In September 2011, the FASB issued ASU 2011-08, which simplifies how entities
test goodwill for impairment. Previous guidance required an entity to perform a
two-step goodwill impairment test at least annually by comparing the fair value
of a reporting unit with its carrying amount, including goodwill, and recording
an impairment loss if the fair value is less than the carrying amount.
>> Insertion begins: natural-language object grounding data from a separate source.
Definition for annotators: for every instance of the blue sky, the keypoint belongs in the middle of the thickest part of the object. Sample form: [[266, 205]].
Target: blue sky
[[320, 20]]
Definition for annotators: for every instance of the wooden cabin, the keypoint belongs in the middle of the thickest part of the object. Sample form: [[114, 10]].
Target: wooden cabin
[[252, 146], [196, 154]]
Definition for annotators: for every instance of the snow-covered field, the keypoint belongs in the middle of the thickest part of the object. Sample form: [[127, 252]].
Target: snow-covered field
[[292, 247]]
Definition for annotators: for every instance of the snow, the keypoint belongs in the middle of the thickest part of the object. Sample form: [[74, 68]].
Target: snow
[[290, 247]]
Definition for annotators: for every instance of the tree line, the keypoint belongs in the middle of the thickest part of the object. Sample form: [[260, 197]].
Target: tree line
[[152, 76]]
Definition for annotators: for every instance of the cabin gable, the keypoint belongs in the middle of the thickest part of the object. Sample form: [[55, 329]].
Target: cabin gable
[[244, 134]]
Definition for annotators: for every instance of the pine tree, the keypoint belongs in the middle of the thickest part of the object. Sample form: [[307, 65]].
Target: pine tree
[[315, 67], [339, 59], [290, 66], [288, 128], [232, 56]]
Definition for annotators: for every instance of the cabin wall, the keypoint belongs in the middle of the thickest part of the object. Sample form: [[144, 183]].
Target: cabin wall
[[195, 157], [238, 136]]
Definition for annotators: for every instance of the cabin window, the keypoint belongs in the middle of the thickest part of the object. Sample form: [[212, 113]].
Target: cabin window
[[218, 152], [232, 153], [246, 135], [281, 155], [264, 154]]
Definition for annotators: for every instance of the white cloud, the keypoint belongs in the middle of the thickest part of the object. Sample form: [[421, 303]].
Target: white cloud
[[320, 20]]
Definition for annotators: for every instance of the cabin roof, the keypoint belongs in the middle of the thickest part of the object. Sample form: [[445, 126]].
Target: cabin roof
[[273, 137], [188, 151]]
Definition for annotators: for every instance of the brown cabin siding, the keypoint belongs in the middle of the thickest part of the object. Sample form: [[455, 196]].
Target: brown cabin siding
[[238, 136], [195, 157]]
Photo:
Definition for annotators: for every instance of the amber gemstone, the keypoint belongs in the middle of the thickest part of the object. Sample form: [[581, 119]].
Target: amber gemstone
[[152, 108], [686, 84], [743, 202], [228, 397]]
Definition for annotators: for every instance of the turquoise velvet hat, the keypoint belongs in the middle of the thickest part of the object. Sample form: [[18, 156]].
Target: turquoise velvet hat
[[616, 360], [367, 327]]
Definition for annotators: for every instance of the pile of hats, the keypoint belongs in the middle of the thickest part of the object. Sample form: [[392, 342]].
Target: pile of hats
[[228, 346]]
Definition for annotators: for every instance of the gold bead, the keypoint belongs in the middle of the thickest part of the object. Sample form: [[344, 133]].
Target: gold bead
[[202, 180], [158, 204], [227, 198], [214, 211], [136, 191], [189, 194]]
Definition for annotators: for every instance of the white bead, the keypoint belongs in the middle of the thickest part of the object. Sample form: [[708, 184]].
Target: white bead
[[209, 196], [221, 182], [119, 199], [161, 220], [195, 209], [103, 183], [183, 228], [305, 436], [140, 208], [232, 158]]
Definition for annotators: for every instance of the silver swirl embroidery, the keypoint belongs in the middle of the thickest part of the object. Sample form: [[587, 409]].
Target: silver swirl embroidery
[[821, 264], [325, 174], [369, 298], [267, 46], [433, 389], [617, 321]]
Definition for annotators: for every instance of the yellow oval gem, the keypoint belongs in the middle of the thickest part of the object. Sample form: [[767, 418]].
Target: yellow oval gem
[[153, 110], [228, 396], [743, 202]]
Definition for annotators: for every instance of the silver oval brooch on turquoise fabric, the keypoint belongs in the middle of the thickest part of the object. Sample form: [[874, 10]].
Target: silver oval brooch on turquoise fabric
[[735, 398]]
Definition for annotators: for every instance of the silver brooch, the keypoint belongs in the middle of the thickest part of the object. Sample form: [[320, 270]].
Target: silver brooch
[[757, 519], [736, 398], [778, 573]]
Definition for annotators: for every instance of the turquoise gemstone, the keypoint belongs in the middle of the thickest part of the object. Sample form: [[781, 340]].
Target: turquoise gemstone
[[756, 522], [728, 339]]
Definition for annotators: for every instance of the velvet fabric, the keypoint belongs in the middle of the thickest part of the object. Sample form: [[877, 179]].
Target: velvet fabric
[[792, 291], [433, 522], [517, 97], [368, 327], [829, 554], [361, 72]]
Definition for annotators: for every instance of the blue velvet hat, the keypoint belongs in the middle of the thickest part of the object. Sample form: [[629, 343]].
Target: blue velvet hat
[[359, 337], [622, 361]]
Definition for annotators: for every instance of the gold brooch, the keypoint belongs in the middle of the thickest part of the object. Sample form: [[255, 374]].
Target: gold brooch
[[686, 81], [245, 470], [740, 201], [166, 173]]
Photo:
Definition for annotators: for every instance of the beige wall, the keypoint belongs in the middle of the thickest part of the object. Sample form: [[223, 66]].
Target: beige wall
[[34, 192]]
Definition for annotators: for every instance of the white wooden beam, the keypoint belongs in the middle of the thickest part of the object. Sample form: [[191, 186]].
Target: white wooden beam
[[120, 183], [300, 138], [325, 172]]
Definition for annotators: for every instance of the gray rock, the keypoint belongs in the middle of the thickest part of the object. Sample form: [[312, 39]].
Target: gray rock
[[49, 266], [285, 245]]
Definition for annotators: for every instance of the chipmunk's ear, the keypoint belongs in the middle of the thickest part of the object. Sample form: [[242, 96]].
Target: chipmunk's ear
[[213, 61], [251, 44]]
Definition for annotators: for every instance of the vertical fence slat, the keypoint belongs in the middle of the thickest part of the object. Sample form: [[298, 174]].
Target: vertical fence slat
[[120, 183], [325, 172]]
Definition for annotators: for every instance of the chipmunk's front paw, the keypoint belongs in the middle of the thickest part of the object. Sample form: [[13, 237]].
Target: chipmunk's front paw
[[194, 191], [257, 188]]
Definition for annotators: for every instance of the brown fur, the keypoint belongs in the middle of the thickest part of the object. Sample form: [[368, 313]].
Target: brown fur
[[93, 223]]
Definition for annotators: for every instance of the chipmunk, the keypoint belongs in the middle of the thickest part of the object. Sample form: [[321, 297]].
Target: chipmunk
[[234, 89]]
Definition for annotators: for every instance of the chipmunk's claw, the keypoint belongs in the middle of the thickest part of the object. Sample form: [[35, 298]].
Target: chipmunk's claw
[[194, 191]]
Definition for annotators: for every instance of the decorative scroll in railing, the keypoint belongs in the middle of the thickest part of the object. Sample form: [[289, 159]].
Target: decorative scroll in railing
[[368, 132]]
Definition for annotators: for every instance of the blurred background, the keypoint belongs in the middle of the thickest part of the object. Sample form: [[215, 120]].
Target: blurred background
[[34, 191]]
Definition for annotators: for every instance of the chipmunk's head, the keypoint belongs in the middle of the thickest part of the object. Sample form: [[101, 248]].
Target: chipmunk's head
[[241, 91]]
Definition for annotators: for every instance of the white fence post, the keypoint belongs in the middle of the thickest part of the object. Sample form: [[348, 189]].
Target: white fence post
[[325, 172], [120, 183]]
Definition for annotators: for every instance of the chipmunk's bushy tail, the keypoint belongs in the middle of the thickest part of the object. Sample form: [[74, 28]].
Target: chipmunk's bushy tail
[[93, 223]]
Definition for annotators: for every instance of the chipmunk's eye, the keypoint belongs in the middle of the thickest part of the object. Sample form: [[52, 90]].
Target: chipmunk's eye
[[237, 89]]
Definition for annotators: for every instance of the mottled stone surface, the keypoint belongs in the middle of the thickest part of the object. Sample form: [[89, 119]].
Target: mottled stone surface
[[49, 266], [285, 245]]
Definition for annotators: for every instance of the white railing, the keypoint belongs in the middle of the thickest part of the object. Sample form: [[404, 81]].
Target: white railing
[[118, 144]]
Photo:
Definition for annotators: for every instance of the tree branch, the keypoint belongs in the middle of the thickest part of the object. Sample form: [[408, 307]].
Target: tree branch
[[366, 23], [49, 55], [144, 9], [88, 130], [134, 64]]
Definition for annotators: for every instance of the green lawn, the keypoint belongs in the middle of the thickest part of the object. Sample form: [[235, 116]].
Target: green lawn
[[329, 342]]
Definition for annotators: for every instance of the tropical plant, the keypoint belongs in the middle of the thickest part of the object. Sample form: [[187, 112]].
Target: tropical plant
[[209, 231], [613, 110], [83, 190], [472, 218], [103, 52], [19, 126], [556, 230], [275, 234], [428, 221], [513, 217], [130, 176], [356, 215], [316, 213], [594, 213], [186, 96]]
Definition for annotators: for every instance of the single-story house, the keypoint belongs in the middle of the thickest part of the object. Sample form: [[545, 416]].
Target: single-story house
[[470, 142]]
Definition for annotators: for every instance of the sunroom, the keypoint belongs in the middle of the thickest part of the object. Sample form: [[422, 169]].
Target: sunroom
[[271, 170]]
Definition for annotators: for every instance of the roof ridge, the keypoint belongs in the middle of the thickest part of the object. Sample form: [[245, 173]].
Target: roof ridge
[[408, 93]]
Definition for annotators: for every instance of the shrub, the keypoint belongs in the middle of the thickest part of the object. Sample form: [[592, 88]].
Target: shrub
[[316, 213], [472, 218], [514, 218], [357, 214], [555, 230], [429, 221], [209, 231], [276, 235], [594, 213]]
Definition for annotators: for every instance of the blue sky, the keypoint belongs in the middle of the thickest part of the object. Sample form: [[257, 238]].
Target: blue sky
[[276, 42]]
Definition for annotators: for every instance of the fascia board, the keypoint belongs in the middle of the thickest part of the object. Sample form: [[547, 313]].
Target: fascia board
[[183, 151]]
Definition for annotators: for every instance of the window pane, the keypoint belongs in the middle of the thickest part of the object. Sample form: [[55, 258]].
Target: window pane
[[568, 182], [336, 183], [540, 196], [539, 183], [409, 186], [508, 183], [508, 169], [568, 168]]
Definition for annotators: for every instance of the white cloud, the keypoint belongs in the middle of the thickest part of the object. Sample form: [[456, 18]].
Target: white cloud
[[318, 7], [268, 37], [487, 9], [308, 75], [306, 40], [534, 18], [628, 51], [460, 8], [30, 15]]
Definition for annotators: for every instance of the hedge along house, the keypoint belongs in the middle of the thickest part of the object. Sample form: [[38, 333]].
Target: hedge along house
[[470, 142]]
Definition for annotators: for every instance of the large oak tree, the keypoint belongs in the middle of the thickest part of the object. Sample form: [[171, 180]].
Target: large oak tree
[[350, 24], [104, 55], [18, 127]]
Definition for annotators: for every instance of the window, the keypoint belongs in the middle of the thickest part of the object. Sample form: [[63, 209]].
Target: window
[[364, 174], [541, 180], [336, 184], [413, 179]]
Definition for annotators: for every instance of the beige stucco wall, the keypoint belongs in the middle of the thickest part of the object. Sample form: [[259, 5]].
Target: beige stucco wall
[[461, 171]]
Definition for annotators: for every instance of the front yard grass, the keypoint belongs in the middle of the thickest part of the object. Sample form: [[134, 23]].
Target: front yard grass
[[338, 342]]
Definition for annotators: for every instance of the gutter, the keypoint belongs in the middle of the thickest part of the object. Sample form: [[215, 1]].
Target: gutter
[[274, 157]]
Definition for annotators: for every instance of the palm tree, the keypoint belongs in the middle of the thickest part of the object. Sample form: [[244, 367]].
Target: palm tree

This ASU
allows an entity to first assess qualitative factors to determine whether the
existence of events or circumstances leads to a determination that it is more
likely than not that the fair value of a reporting unit is less than its
carrying amount. If an entity determines after that assessment that it is not
more likely than not that the fair value of a reporting unit is less than its
carrying amount, then performing the two-step impairment test is not required.
This ASU is applicable to interim and annual goodwill impairment tests performed
for fiscal years beginning after December 15, 2011, and was adopted effective
January 1, 2012. The adoption of this ASU did not have an impact on our
consolidated financial position, results of operations or cash flows.